I found it much easier to get less terrorized by the “shoulds” once I realized the mechanism of how they got embedded into my cognition in the first place - and by that why previous attempts of trying to get rid of them failed miserably.
See, it’s not something you can easily (or even at all) think yourself out of, similar to how you can’t think yourself easily out of loving somebody, mourning your deceased loved parents or needing to release the leftovers from your metabolism.
Schema “Should X” was conditioned into my cognitions by binding via association to a (previously) learned Schema of “Y is unsafe”/“Y impacts your probability of survival/mating/continued existence negatively” or summed up “Y makes you anxious”.
Somewhere in this process your brain (maybe falsely) infers ¬X -> Y. This might be e.g. by purely experiencing Y and ¬X at the same time (e.g. being bullied for ¬X, being in a overwhelmed state - think not enough met bodily needs, not enough slept, too much stress, too much hangover etc - and focusing on ¬X), explicitly arguing for the validity of the implication in some discussion (e.g. “People who chose to ¬X leads to Y, as we learned by reasons Z”).
The pitfall here is that once Y is concerned, it can for many of us be very difficult to stay rational. That is, because Y was in this recursive way already associated with the topic of bodily safety. And as we know, in war and love there are no rules, so basically one run risk of associating many many new ¬X to Y, which then themselves become new Y for the next recursive step, because the reasons Z seem to be true while they might be not.
And I get it, let’s not take chances, we might be playing with our lives here and end up without a partner, without a long list of exciting experiences, bad health etc.
But where is the end to this style of thinking? Eventually people realize this and stop conditioning themselves and others to new “Shoulds”, but what I see with many is that the huge stock of already conditioned Ys is not worked against, rather, they continue to seek to fill the Shoulds they already collected and lower the rate of adding new baggage of Shoulds.
The approach I chose is to be as conscious as possible (e.g. do all the things they say, eat well, sports, meditations, journaling etc etc) in order to witness - on a meta level if you will - when my behavior is a function of the “Y makes me feel unsafe” schema. And then, consciously and hard not to fulfill it and instead seek other ways to make me feel safe. Then I have the chance to break the conditioned association, stop adding new baggage, and slowly reverse the huge amount of Shoulds that exist in my cognition.
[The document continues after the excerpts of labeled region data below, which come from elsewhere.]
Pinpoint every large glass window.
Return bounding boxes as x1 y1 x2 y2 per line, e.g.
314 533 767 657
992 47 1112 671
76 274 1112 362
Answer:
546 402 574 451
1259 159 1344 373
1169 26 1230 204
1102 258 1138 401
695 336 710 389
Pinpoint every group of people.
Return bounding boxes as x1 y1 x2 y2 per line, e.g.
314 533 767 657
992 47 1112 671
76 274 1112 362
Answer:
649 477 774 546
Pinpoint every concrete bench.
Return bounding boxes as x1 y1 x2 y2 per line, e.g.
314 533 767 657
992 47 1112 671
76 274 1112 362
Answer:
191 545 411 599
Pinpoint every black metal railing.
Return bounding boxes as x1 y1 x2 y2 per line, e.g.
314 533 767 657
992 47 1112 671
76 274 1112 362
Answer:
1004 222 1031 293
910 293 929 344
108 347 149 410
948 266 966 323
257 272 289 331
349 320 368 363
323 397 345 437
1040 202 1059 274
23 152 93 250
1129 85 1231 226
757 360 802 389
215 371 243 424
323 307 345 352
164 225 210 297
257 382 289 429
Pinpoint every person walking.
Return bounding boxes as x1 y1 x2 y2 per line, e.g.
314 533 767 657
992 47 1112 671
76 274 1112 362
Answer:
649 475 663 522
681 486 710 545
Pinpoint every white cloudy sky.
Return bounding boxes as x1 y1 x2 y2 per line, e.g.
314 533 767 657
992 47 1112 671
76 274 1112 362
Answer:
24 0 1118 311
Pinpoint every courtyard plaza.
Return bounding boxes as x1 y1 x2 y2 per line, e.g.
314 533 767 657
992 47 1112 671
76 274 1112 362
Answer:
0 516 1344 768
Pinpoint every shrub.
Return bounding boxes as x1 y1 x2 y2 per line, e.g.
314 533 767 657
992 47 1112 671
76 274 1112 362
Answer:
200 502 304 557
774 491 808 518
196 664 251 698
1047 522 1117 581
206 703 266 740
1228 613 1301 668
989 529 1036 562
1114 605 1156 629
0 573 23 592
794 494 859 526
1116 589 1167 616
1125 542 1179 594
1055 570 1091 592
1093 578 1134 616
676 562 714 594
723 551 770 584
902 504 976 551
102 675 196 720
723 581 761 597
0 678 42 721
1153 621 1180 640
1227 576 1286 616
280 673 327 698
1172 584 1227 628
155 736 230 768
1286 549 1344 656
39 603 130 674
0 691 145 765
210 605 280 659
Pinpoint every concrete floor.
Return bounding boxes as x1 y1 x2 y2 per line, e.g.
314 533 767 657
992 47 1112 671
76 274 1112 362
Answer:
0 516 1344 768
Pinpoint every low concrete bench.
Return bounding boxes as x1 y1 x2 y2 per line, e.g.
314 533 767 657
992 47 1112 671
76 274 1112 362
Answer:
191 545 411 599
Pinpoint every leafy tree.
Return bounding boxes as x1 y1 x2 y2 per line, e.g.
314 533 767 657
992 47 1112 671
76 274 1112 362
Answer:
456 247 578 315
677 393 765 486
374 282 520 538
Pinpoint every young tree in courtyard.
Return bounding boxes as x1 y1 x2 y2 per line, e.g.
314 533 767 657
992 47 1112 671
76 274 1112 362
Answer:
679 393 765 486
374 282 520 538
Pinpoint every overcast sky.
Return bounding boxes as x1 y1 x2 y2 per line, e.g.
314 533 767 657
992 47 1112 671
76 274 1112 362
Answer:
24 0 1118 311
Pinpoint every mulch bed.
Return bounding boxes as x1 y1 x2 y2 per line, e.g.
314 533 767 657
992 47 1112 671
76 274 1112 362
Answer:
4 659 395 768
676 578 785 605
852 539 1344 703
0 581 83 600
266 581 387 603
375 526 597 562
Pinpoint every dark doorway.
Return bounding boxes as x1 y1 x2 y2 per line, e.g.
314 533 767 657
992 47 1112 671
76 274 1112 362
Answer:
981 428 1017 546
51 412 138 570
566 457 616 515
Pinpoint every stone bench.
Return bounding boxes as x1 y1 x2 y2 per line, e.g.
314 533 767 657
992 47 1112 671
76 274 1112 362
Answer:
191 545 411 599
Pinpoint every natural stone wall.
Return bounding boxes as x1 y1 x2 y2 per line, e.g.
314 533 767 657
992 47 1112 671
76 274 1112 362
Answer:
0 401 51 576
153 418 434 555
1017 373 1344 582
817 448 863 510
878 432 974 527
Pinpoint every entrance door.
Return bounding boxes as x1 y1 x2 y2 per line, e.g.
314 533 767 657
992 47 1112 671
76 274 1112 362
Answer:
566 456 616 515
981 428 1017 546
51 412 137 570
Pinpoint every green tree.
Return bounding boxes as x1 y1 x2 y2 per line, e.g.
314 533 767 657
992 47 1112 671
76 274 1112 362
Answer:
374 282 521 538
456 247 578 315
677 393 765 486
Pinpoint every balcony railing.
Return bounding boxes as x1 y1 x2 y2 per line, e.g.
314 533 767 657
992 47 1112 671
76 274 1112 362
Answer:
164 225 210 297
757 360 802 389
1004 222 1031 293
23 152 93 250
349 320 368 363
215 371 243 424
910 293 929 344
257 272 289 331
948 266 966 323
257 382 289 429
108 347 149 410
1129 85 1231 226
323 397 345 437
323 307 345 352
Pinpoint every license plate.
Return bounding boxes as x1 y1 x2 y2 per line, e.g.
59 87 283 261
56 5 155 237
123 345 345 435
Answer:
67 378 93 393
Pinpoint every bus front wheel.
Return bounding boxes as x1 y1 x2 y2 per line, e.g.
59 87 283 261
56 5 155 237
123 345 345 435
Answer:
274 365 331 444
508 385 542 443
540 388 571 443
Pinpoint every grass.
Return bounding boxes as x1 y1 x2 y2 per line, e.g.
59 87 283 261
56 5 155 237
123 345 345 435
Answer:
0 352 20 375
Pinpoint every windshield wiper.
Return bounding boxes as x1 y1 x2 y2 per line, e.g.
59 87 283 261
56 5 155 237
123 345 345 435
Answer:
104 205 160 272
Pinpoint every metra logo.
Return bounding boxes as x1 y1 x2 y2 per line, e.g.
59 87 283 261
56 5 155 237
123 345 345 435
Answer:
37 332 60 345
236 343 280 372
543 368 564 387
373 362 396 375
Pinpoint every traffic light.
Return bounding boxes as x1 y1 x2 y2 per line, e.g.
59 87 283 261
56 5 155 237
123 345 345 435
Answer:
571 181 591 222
So to sum it up, it’s not sitting down and actively thinking “Should I really?”, it’s more like “I probably believe I should because I’m scared. Let’s remove being scared to wash out the interference. Then let’s lay out whether I really should”.
And most often, the answer really is “No, I shouldn’t”.
See, it’s not something you can easily (or even at all) think yourself out of, similar to how you can’t think yourself easily out of loving somebody, mourning your deceased loved parents or needing to release the leftovers from your metabolism.
Schema “Should X” was conditioned into my cognitions by binding via association to a (previously) learned Schema of “Y is unsafe”/“Y impacts your probability of survival/mating/continued existence negatively” or summed up “Y makes you anxious”.
Somewhere in this process your brain (maybe falsely) infers ¬X -> Y. This might be e.g. by purely experiencing Y and ¬X at the same time (e.g. being bullied for ¬X, being in a overwhelmed state - think not enough met bodily needs, not enough slept, too much stress, too much hangover etc - and focusing on ¬X), explicitly arguing for the validity of the implication in some discussion (e.g. “People who chose to ¬X leads to Y, as we learned by reasons Z”).
The pitfall here is that once Y is concerned, it can for many of us be very difficult to stay rational. That is, because Y was in this recursive way already associated with the topic of bodily safety. And as we know, in war and love there are no rules, so basically one run risk of associating many many new ¬X to Y, which then themselves become new Y for the next recursive step, because the reasons Z seem to be true while they might be not.
And I get it, let’s not take chances, we might be playing with our lives here and end up without a partner, without a long list of exciting experiences, bad health etc.
But where is the end to this style of thinking? Eventually people realize this and stop conditioning themselves and others to new “Shoulds”, but what I see with many is that the huge stock of already conditioned Ys is not worked against, rather, they continue to seek to fill the Shoulds they already collected and lower the rate of adding new baggage of Shoulds.
The approach I chose is to be as conscious as possible (e.g. do all the things they say, eat well, sports, meditations, journaling etc etc) in order to witness - on a meta level if you will - when my behavior is a function of the “Y makes me feel unsafe” schema. And then, consciously and hard not to fulfill it and instead seek other ways to make me feel safe. Then I have the chance to break the conditioned association, stop adding new baggage, and slowly reverse the huge amount of Shoulds that exist in my cognition.
So to sum it up, it’s not sitting down and actively thinking “Should I really?”, it’s more like “I probably believe I should because I’m scared. Let’s remove being scared to wash out the interference. Then let’s lay out whether I really should”.
And most often, the answer really is “No, I shouldn’t”.